L'étude épidémiologique, menée principalement aux États-Unis mais aussi en France, s'oriente vers l'identification d'un virus s'attaquant à des patients qui ont perdu leur capacité de résistance à l'infection. Les habitudes sexuelles ne sont pas nécessairement en cause, mais plutôt le mode de vie en général et même, dans certains cas, le traitement par des médicaments immunodépresseurs. Par ailleurs, des foyers endémiques sont localisés à Haïti et en Afrique centrale. La maladie, maintenant appelée SIDA (Syndrome d'Immuno-Dépression Acquise), appelle avant tout des mesures préventives dans les groupes à risques, donc une bonne connaissance des modes de contamination.

Bilan

À la fin du premier semestre 1983, on recensait dans le monde 1 400 cas de SIDA, dont 450 déjà mortels. Rien que pour les États-Unis, on estimait que le bilan devait atteindre 2 000 cas vers la fin de l'année. Ces chiffres sont certainement au-dessous de la réalité, car beaucoup de pays ne pratiquent pas de diagnostic ni de recensement systématiques. La période de latence va de quelques mois à deux ans. Après des symptômes peu caractéristiques (fièvre, amaigrissement, fatigue), la maladie se manifeste par une série d'infections dues à des germes quelconques, auxquels l'organisme est devenu incapable de résister. La complication la plus grave est le sarcome de Kaposi, un cancer du tissu conjonctif très rare, dont la subite fréquence en 1981 chez les jeunes d'Atlanta avait marqué la première apparition de la maladie.

Aux États-Unis, l'analyse épidémiologique a montré que le mal frappe, outre des homosexuels masculins, des toxicomanes utilisant les injections intraveineuses, des hémophiles suivant un traitement permanent avec injections, des originaires d'Haïti, des femmes ayant eu des rapports sexuels avec des hommes contaminés. En France, un réseau de surveillance mis en place par quelques praticiens parisiens avec l'appui du ministère de la Santé a recensé une quarantaine de cas, dont 50 % d'homosexuels (contre 75 % aux États-Unis) et aucun toxicomane (contre 45 % aux États-Unis). Aucun malade hémophile n'a été trouvé atteint du SIDA.

Sang

Cependant, aux observations américaines sur des hémophiles s'ajoutent les cas de deux enfants espagnols atteints d'hémophilie et qui ont succombé au SIDA l'un en janvier, l'autre en avril. Il ne peut y avoir de lien direct entre les deux affections ; l'hémophilie est d'origine génétique et non infectieuse. Mais certains hémophiles sont traités par des transfusions d'une fraction du sang enrichie d'un facteur coagulant contenu dans le sérum, le facteur VIII. Chez ces malades comme chez les héroïnomanes qui « se piquent », le SIDA semble s'être développé après des manipulations du sang. Or, aux États-Unis, le sang humain est acheté à des donneurs souvent recrutés parmi des homosexuels ou dans les éléments les plus pauvres de la population, en mauvaise condition sanitaire et physiologique. Dès le début de l'année, les hémophiles américains ont reçu le conseil de limiter le plus possible l'utilisation de certains produits sanguins, qui proviennent parfois d'un pool mélangeant les plasmas de 150 donneurs différents. En juin, la France a décidé de limiter les achats de facteur VIII en provenance des États-Unis, en attendant de pouvoir supprimer complètement les importations. À cette affaire s'en est mêlée une autre qui suscite une vive controverse : l'emploi par l'Institut Pasteur Production, pour la fabrication de son vaccin contre l'hépatite B, de plasma sanguin acheté aux États-Unis.

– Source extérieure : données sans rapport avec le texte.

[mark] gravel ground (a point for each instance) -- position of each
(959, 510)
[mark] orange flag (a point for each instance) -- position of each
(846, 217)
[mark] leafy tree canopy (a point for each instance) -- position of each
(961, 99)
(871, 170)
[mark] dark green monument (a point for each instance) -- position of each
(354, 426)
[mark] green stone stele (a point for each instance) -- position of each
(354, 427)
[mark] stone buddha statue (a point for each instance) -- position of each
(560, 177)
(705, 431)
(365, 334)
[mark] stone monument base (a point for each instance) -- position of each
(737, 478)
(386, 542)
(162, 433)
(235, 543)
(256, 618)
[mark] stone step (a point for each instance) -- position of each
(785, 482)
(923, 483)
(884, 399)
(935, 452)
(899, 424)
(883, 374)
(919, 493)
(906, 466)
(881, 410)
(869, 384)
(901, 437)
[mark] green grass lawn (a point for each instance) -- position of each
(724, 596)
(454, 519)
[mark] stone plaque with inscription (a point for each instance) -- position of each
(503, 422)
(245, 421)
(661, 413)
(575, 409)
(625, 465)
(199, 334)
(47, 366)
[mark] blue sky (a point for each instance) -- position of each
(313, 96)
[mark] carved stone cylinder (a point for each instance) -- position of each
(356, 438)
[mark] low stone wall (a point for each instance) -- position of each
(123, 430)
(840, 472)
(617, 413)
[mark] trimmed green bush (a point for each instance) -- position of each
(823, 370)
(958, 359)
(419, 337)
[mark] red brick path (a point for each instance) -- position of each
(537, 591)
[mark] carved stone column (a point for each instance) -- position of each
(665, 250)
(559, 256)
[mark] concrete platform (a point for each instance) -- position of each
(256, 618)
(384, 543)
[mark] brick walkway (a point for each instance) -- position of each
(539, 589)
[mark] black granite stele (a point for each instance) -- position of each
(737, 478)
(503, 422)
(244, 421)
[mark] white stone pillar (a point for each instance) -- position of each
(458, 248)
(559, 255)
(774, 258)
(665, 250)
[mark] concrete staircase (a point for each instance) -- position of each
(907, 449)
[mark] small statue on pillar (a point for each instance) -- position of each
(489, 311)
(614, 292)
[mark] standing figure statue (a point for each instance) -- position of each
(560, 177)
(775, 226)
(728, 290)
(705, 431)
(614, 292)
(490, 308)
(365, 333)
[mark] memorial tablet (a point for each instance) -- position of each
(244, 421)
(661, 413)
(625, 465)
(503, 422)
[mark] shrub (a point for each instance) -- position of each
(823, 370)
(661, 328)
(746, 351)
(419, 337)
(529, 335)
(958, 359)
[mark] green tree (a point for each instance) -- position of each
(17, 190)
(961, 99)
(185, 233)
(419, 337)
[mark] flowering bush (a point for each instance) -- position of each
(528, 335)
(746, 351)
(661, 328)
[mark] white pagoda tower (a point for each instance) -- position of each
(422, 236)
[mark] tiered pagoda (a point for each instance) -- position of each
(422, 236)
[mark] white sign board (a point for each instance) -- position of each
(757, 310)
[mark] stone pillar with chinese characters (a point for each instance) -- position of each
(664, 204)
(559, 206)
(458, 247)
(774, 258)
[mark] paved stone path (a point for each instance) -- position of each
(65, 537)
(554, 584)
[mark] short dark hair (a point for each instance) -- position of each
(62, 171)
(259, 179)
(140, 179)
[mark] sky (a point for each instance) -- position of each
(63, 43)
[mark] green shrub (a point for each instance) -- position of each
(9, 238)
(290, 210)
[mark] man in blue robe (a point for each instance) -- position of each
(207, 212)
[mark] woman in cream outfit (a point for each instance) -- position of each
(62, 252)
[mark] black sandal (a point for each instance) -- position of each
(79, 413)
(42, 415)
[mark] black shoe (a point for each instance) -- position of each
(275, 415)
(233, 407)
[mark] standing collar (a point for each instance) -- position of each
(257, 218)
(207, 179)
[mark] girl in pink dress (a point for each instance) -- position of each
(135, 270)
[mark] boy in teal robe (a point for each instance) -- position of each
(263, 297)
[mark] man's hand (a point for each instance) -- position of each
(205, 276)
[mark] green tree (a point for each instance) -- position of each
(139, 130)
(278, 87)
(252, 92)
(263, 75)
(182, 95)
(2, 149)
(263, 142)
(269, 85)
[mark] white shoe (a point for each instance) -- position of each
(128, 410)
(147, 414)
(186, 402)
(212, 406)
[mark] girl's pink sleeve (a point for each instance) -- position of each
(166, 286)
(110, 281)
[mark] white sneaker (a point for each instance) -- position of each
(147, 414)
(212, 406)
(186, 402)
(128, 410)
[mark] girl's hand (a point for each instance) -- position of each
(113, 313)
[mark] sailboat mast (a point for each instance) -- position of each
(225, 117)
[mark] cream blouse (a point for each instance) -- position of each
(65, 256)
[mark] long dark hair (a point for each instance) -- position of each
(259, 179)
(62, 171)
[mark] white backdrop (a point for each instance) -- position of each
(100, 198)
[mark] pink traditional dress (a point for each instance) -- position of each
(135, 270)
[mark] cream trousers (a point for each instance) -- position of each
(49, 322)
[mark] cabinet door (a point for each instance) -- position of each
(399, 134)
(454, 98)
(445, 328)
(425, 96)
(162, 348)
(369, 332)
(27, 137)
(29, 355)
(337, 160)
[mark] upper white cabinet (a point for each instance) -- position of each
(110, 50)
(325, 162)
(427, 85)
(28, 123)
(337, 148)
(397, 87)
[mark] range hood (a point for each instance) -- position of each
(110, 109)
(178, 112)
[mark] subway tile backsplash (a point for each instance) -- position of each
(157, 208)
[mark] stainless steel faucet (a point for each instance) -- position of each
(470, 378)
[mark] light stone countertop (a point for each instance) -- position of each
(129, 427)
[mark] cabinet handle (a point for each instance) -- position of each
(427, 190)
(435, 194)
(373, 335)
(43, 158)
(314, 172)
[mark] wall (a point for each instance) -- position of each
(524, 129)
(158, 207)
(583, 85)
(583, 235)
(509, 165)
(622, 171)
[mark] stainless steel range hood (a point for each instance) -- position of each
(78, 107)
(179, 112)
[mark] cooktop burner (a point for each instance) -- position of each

La sélection des donneurs de sang

Aux États-Unis, des organismes commerciaux collectent chez des donneurs rémunérés des quantités de sang allant jusqu'à 50 litres par an et par donneur. Ces derniers sont recrutés dans les couches les plus pauvres et marginales de la société, comprenant une forte proportion d'individus « à risques ». Cette pratique, dangereuse pour les donneurs (qu'elle épuise) comme pour les receveurs, est condamnée par l'Organisation mondiale de la santé, et de plus en plus contestée aux États-Unis mêmes.